What We Get Wrong About “What Works for Whom” in Childhood Anxiety
Published in Behavioural Sciences & Psychology
Why this research mattered to me
One of the first questions I heard as a student was: “Which treatment is best for this child?” And despite decades of research, we still don’t have a confident answer.
Realising that treatment responses differ between children, and that “moderation” is the tool we use to study this, I dived into the chaos. I wanted to understand what was really happening behind all those moderator analyses scattered across the literature. Were we actually close to identifying who benefits most from CBT? Or were we stuck in a loop of inconsistent terminology, poor reporting, and methodological mismatches?
Spoiler: mostly the second thing.
How the project unfolded (and what surprised us)
This project began with a naïvely ambitious belief that we would “quickly” synthesise moderator evidence. The deeper we went, the clearer it became that almost no two studies were speaking the same language. Our final search delivered 68 studies from 44 trials, each offering a piece of the puzzle.
Despite the heterogeneity, we mapped everything: demographic factors, clinical characteristics, family context, treatment processes, and even biological markers.
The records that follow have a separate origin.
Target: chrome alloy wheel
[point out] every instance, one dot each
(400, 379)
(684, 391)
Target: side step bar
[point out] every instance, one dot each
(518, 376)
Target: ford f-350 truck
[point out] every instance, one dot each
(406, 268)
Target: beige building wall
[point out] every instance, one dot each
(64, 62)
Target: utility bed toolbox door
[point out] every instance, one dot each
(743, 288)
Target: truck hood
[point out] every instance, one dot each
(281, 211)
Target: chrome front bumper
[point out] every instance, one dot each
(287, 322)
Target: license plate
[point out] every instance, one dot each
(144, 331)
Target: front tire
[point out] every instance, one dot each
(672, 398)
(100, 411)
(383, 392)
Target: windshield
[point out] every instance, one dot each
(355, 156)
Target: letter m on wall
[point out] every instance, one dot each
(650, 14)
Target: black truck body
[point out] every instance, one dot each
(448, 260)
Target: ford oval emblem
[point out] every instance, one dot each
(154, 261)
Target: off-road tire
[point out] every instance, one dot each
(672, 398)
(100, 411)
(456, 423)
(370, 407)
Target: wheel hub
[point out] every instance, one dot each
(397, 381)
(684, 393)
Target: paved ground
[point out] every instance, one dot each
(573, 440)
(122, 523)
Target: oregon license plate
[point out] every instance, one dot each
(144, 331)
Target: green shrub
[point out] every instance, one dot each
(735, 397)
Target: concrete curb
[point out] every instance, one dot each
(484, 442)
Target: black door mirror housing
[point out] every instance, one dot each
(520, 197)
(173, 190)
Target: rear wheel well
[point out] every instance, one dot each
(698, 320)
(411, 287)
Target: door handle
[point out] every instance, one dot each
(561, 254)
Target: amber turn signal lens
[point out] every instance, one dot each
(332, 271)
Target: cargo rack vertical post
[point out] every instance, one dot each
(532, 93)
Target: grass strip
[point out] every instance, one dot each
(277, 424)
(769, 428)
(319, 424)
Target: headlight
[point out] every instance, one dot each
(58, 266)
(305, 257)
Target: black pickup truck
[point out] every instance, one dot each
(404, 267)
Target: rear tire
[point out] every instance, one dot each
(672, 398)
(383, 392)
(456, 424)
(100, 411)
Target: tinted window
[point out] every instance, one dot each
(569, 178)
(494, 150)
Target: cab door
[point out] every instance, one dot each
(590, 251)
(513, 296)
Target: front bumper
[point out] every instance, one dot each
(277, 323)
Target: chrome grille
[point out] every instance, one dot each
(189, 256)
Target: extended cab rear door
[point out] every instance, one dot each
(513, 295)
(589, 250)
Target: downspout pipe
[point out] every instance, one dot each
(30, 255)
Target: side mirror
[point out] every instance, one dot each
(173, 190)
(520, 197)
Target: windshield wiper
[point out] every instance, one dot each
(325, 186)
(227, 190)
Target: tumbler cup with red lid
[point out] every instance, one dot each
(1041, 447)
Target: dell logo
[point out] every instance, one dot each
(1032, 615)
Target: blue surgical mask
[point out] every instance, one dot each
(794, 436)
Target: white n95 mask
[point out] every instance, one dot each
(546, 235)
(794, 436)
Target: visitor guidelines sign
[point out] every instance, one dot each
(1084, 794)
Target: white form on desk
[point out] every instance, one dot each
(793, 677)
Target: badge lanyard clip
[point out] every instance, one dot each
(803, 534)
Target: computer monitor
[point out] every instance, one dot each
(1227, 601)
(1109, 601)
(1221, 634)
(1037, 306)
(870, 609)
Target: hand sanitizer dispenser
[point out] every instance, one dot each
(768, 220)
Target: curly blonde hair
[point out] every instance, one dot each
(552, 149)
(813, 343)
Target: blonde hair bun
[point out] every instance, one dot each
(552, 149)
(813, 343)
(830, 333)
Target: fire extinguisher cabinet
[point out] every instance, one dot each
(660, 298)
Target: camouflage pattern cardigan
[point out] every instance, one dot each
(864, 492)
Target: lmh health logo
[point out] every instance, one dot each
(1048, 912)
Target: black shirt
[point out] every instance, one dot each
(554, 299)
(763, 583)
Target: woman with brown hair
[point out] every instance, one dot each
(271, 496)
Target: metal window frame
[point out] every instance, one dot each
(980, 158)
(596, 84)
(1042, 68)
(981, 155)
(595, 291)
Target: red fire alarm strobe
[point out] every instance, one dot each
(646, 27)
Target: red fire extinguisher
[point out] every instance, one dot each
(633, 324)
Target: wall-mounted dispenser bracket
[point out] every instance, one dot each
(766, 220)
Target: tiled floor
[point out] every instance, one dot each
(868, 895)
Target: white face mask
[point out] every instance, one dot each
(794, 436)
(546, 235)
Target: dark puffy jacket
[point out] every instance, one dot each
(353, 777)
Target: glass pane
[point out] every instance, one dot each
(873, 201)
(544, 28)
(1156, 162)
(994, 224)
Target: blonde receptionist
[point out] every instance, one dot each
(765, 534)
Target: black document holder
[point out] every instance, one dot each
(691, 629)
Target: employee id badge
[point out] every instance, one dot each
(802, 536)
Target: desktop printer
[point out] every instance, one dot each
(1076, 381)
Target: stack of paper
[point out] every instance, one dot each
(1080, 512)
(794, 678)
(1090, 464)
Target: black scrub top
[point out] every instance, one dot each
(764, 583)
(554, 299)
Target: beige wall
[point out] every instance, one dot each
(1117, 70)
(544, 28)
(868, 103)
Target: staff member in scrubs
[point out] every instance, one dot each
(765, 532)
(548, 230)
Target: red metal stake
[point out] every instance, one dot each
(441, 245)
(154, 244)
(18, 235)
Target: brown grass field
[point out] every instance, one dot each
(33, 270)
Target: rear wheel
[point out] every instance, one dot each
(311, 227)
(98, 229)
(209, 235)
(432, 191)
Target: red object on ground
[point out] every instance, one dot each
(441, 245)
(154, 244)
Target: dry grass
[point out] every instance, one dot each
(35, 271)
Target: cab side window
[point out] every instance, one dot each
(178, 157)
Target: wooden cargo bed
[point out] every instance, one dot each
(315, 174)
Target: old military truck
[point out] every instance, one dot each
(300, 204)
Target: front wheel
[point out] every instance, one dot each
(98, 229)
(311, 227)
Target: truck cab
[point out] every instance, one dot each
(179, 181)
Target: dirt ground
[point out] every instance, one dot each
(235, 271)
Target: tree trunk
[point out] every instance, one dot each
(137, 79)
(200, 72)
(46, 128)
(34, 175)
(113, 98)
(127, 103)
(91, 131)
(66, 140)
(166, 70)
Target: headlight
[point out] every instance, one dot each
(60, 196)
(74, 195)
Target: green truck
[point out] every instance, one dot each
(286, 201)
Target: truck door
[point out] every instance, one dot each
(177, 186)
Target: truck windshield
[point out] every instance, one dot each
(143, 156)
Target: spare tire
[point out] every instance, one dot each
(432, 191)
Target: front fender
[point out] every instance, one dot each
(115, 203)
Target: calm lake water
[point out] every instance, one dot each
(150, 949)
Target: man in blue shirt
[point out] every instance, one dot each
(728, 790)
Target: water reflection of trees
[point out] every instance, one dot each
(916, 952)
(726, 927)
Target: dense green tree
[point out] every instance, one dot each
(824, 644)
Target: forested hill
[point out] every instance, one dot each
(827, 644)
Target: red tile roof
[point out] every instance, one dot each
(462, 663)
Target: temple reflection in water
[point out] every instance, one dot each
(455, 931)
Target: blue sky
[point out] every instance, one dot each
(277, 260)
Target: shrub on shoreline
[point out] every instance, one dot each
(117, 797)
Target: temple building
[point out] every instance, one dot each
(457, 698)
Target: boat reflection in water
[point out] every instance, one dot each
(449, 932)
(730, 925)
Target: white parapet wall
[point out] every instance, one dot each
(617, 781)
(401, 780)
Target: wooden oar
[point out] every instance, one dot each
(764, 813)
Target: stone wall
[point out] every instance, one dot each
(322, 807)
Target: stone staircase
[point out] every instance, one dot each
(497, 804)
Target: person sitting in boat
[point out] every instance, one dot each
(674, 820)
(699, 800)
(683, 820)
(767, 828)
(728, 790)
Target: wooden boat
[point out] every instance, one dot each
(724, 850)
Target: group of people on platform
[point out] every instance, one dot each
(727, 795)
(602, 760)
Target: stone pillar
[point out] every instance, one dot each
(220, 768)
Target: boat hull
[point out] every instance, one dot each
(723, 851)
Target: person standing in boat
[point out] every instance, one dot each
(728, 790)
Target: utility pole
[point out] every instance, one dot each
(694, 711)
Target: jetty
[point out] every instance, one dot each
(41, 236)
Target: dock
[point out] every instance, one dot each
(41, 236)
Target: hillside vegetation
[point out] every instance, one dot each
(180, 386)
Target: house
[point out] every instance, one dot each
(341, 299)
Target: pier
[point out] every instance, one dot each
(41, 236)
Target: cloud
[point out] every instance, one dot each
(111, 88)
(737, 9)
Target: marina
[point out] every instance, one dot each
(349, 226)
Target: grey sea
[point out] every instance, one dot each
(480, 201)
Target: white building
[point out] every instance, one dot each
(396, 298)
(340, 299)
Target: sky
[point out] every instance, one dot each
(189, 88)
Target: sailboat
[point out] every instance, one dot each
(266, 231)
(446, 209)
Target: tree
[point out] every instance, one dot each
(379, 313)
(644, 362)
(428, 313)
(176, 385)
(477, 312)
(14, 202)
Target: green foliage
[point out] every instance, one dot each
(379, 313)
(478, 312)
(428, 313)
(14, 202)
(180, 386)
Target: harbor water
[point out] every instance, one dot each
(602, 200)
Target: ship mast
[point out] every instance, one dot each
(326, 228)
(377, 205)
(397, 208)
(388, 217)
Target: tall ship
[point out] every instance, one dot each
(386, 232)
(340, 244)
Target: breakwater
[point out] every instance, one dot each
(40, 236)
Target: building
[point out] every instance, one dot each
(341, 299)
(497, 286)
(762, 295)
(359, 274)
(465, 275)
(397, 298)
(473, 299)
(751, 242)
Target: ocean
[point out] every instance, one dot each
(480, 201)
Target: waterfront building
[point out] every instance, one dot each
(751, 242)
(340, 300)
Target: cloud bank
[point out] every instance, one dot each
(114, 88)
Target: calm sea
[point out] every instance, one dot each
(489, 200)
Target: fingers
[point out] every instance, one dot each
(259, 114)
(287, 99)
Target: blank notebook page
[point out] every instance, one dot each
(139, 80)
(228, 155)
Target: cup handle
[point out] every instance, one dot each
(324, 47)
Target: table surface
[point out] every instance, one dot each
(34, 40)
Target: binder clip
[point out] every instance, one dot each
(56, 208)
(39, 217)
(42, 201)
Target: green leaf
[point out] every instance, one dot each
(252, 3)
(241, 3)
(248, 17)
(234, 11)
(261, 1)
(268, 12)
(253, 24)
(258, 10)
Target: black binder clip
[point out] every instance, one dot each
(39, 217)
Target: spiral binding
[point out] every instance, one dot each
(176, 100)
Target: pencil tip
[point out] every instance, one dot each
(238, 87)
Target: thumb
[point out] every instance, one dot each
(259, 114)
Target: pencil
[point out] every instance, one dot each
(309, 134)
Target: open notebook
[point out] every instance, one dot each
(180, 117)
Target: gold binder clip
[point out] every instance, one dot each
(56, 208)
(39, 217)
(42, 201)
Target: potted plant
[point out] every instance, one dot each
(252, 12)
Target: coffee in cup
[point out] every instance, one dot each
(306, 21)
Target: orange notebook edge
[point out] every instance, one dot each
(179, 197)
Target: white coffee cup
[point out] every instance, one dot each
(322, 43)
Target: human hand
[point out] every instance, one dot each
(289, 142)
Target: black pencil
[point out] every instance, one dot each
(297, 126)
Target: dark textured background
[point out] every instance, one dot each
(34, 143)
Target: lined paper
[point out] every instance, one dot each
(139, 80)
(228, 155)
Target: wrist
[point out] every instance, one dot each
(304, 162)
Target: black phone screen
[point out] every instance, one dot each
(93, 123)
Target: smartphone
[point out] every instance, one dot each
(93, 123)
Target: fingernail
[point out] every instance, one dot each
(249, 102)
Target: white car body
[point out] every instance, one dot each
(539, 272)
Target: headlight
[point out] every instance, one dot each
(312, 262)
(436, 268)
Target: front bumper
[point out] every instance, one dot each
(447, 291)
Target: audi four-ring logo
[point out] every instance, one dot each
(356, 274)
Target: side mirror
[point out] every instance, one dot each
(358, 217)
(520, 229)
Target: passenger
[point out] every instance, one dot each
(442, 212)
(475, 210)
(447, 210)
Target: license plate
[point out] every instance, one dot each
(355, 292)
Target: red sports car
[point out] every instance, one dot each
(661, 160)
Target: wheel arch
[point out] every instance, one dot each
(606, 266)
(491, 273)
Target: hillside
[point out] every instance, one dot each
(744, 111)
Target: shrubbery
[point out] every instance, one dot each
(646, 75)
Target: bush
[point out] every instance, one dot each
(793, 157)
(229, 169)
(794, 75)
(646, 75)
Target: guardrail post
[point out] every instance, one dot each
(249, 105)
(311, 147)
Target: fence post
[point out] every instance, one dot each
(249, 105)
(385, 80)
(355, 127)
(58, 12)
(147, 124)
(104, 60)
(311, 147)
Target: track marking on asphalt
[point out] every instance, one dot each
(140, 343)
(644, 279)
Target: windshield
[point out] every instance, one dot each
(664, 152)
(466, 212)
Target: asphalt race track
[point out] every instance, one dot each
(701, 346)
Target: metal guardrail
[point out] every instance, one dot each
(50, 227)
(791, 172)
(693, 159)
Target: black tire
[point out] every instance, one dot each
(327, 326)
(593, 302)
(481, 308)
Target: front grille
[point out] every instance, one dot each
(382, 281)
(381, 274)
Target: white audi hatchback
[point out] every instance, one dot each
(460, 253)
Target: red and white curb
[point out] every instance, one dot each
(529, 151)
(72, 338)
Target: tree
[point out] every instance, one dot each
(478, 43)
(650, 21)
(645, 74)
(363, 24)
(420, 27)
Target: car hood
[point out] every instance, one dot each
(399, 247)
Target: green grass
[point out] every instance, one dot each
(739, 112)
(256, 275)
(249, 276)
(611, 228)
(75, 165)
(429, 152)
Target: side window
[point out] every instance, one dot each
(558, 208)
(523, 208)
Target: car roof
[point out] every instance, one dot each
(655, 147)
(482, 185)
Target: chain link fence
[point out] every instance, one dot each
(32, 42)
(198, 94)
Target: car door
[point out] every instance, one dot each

When we laid the studies side by side, the same problems kept reappearing:
- Variables labelled as “moderators” without clear definitions
- post‑baseline characteristics treated as predictors of differential treatment response
- inconsistent control conditions
- interactions tested for convenience rather than theory
- underpowered analyses interpreted as meaningful
- outcomes measured at different times, in different ways
Even so, we did find patterns, just not the tidy ones the field keeps hoping for. Moderator variables like age, social anxiety diagnosis, baseline severity, parent psychopathology, and parent acculturation showed hints of consistent differential effects. But none met our strict criteria for being robust, that is, consistently defined, adequately powered, and replicated across trials.
Instead of a clear “treatment matching” map, what emerged was a story of a field trying to do the right thing with tools that weren’t built for the job. Despite the complexity, our overarching aim remained the same: to strengthen the evidence clinicians rely on for treatment planning, to offer families clearer guidance about what may work best for their child, and to move beyond one-size-fits-all approaches for young people.
So, what does this mean for the future of personalised care?
To move forward, we’ll need:
- Shared language and strict definitions: “Moderator” shouldn’t mean different things. We need conceptual clarity before methodological precision is possible.
- Better-designed trials and pre-registered hypotheses: Too many moderation tests are exploratory or underpowered. Without clear intentions, findings become noise rather than signals.
- Comparable outcome measures and aligned control conditions: We can’t build cumulative knowledge when everyone measures improvement differently.
- Larger datasets and modern analytic tools: Moderator effects are small. Individual patient data meta-analyses, pooling RCT datasets, and machine learning aren’t luxuries; they’re increasingly essential.
- A shift from ‘finding the one magic variable’ to capturing the complexity of real children: Single moderators rarely hold the key. Combinations of factors likely matter more.
Looking back, and ahead
What started as “just a review” turned into a sweeping audit of how an entire field studies heterogeneity. By the time we completed the study in 2025, I understood why progress has been slow, but also why the future is promising.
This paper doesn’t declare that personalisation is impossible. Quite the opposite. It offers the foundation the field needs: clarity about the gaps, a roadmap for change, and a call to collaborate rather than accumulate mismatched studies.
For researchers, I hope it encourages more careful, collaborative approaches to studying heterogeneity. For clinicians and families, I hope it reassures them that the question they ask most often is the right one, even if the science is still catching up.